Как с иглой проглоченной,
Живешь…
Говорят,
Что так нам и положено,
Что искусство без страданья
Ложь.
Говорят,
Лишь незаемной мукою
Обессмертит пишущий
Строку…
Но не много ль на одном веку?
Умудрите радости наукою…
Ах, как я прошу
Простого дня,
Тишины,
Сходящей на меня,
Медленных минут
Отдохновения…
Лишь они даруют
Вдохновение.
1966
* * *
Господи, какое удовольствие,
Скинув кладь, лежать в траве разиней!
Разделяя синее спокойствие,
Быть в распоряженье этой сини.
Плыть в ней, расплетаясь вширь волокнами,
На манер сквозной небесной пряжи,
Чтоб казалась малой и далекою
Плечи натрудившая поклажа.
1966
СОНЕТ
Я еду не к тебе. Так много время смыло!
Я еду не к тебе. Ты мной в расчет не взят.
Я еду в тишину. Протяжно и уныло
Стучат колеса, двигаясь назад.
Я еду во вчера. Обратно. Наугад.
Туда, где ничего ничто не изменило,
Где мы уже не властны все подряд
Ломать своей сегодняшнею силой.
Я еду не к тебе. Когда все это было?..
Ты можешь тихо спать, как праведники спят.

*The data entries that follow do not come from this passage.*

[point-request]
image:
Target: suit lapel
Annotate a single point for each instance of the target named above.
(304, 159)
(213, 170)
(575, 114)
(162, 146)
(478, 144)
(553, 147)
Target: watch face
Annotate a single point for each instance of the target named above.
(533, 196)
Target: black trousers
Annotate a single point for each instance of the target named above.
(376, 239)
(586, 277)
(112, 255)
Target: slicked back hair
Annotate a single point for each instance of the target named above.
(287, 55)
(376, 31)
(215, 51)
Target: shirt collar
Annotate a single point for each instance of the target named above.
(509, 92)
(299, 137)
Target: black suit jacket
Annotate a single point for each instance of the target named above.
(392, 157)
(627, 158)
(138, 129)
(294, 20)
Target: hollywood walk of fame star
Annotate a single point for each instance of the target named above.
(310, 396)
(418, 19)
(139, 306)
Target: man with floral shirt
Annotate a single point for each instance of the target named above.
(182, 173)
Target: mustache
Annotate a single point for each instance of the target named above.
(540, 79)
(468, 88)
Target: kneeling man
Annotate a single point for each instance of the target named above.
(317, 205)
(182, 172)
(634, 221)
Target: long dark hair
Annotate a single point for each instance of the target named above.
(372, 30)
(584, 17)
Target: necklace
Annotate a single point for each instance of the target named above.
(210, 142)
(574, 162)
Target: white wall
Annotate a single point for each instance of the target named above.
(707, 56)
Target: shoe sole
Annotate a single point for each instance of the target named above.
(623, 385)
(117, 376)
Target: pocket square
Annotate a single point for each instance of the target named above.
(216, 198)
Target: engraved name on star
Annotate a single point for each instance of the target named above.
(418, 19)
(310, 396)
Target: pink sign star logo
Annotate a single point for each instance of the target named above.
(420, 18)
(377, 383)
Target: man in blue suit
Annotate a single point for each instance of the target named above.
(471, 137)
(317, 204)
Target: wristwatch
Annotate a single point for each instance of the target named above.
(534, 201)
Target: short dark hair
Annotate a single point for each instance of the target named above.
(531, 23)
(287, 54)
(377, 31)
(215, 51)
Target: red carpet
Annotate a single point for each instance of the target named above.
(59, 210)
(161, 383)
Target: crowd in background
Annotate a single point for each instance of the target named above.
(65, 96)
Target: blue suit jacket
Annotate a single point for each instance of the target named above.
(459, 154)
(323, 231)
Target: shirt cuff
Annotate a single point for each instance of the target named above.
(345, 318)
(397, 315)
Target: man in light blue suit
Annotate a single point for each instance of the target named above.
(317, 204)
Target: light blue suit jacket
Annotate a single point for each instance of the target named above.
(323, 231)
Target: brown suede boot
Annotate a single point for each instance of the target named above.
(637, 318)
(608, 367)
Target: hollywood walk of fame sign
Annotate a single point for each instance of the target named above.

Я еду в осень. В ту, что окропила
Меня огнями с головы до пят.
Я еду к той земле, что так меня томила,
Где все, кроме тебя, из-за тебя мне мило.
1962
* * *
Одним, как в клетке, тесно рядом,
Мы – ни за что на бога ропщем,
А тем, двоим, всего и надо,
Что уголок подушки общей,
Несбыточный квадрат подушки,
Запретной белизной слепящий…
А эту сто бессониц душит,
Пока вздыхает город спящий.
У всех не то. Неразбериха.
Сто неурядиц на сто метров.
А мальчик спит легко и тихо –
В полете, в сказке, в звездных ветрах.
1962
* * *
О, как меня мальчишки в детстве били!
Сперва они дрались между собой,
Крехтя, сопя, до синяков и ссадин
Друг друга колотили. Или строго
По правилам классической дуэли,
Считая шаг, дрались. Из-за меня.
Успех! Но как он был своеобразен,
Когда, взаимно ненависть смирив,
Мальчишки всю оставшуюся ярость
Обрушивали дружно на меня.
Все, как один. И даже секунданты…
Смятенность младших классов! Бес любви!
Преследующий взгляд, косноязычье
И тайное желание ударить!..
Как часто замечала я его
В дрожании мужских тяжелых пальцев.
1962
* * *
Что делалось с водой! Она гуляла!
С утра пустились волны в чехарду,
Вода смывала пляжи и причалы
И прочь гнала курортников орду.
Гремела галькой, вышибала сваи,
Швыряла клочья пены, как тряпье…
Но дурь прошла. И сходит тишь морская
Похмельным покаяньем на нее.
И маленьким купальщицам в угоду
Она прильнула к берегу, лучась.
Погладь ее, ручную эту воду,
Ударь ее. Она – как я сейчас.
1962
* * *
Я смотрю, как быстро и искусно
Рубят в поле женщины капусту.
В этих грядках, сизых и лохматых,
Говорят, и нас нашли когда-то…
Я лежала на листе капустном,
Хрусткий холод чувствуя спиною,
Медленно, торжественно и пусто
Небо проплывало надо мною.
И тогда она ко мне склонилась,
Мать моя, от ветра заслонила, –
Самую свою большую милость
В этот миг мне жизнь моя явила.
Убирают женщины капусту,
Ветер сыплет пылью ледяною…
Медленно, торжественно и пусто
Небо проплывает надо мною.
1962
СОТВОРЕНИЕ МИРА
Не спите поздно. Поднимайтесь сразу.
С трамваем первым. С первой птичьей фразой.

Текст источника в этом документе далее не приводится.